Echarse a la carretera para ir abriendo un país sin planes prefijados ni ataduras, provoca una gran sensación que ya experimentamos en Chile, Sudáfrica o Argentina. Más que viajar, es ir fisgando en la vida de un país con la libertad de acción y flexibilidad horaria de un nómada. Vas, vienes, cambias de rumbo, lo vuelves a cambiar... Recorrer en coche las dos grandes islas de Nueva Zelanda no goza de la misma fama icónica de un Costa a Costa por los Estados Unidos —que sólo conozco por el cine y la literatura—, pero se respiran idénticos aires de exploración y aventura. No disfrutarás de rutas 66 ni cadillacs semienterrados en los vacíos de un sembrado, aunque sí de tramos memorables (de Nelson a Queenstown, de Wanaka a Dunedin) y un buen número de excentricidades concebidas, no por un grupo de chalados, sino por la fantasía creadora de la naturaleza. Suelen decir que no hay belleza sin sentimiento.

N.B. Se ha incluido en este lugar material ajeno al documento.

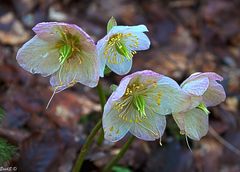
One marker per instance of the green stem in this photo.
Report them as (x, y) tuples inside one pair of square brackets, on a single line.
[(102, 98), (124, 149), (101, 95), (78, 164)]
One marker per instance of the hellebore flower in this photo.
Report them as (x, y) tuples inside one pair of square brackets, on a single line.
[(139, 104), (117, 48), (64, 52), (205, 91)]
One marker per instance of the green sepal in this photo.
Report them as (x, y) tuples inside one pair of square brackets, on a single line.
[(122, 49), (139, 105), (111, 23), (65, 52)]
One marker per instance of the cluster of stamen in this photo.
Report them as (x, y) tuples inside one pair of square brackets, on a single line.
[(117, 44), (68, 47), (135, 97)]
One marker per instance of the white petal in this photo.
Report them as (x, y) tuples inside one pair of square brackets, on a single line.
[(143, 42), (196, 86), (214, 95), (194, 123), (123, 65), (86, 72), (38, 56), (115, 128), (172, 99), (128, 29), (150, 128)]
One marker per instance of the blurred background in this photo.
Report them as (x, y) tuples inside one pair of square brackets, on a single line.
[(187, 36)]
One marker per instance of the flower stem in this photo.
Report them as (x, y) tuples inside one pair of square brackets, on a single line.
[(102, 98), (101, 95), (123, 150), (78, 164)]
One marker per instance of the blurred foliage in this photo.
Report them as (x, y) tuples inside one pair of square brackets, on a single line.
[(6, 150)]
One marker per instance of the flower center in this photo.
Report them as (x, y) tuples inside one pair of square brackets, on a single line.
[(65, 52), (134, 95), (118, 44), (68, 46), (203, 107), (139, 104)]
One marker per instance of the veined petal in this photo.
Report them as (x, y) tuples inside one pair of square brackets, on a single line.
[(82, 68), (150, 128), (114, 127), (120, 64), (38, 56), (55, 31), (214, 95), (196, 86), (128, 29), (194, 123), (172, 98), (138, 41)]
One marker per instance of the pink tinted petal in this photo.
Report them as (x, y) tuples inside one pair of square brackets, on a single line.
[(53, 31), (128, 29), (73, 71), (173, 99), (193, 122), (214, 95), (196, 86), (38, 56), (150, 128), (114, 127)]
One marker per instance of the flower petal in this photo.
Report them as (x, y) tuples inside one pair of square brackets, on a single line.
[(196, 86), (138, 41), (214, 95), (194, 123), (128, 29), (115, 128), (53, 31), (172, 98), (73, 71), (121, 67), (38, 56), (150, 128)]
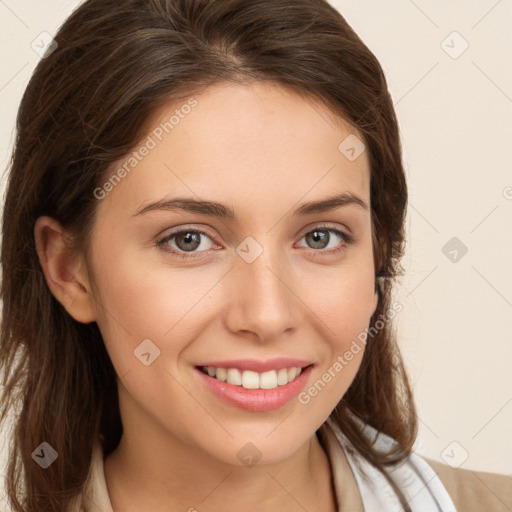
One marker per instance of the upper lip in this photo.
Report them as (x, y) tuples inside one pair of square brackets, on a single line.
[(259, 366)]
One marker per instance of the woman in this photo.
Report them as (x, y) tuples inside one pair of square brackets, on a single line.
[(256, 369)]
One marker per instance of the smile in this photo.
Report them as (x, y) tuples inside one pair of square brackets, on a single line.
[(249, 379)]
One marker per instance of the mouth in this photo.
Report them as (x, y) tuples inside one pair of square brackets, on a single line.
[(249, 379), (252, 390)]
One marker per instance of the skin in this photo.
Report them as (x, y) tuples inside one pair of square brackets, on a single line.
[(263, 151)]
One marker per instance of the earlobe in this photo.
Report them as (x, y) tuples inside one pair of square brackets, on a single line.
[(63, 270), (376, 299)]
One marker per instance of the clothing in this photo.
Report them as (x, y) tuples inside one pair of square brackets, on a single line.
[(359, 487)]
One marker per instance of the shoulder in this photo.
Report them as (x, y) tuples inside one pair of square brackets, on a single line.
[(475, 491)]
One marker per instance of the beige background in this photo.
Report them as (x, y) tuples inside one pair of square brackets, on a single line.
[(455, 114)]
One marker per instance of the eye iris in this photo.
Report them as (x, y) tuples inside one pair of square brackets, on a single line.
[(319, 236), (188, 236)]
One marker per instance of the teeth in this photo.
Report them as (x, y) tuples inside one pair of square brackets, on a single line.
[(254, 380)]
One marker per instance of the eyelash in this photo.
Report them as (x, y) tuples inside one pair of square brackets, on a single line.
[(345, 237)]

Alarmados ante tanta mujer, digamos, robusta, se nos ocurre preguntar al camarero de un garito por el paradero de esas potentes que surfean las aguas neozelandesas en los documentales de National Geographic y otros de similar índole. «Australia, mates. They left to Australia long ago», responde con aspecto de sentir un dolor insoportable. Vale, un comentario que rebosa maldad; pero sorprenden las exuberantes gorduras que retumban en estos suelos de Dios. Hombres, mujeres, chavalería..., da igual. Hay un exceso de carnes de categoría superior; pesos de báscula industrial que no pasan inadvertidos para la vista menos aguda. Sorprende esta realidad cuando Nueva Zelanda es un país de espacios abiertos que proyecta en tu mente imágenes de gente mochileando por el descampado, remando en canoas o corriendo por la playa al atardecer, no engullendo comida basura con Ronald McDonald.

Nueva Zelanda no defrauda; todo lo contrario, es un gran destino de viaje y bien merece el largo vuelo. Paisajes de naturaleza salvaje, carreteras interminables y una fuerte sensación de libertad. De euforia infantil, incluso. Uno de esos sitios en los que perderse y distraer las preocupaciones que cada cual lleva consigo, son fases que se suceden y encadenan con precisión. Todo aquí parece querer impulsarte hacia delante, animarte a ir más lejos, a seguir camino. «If you are looking for the past, look elsewhere: We have moved on», dice una pintada en los suburbios de Auckland.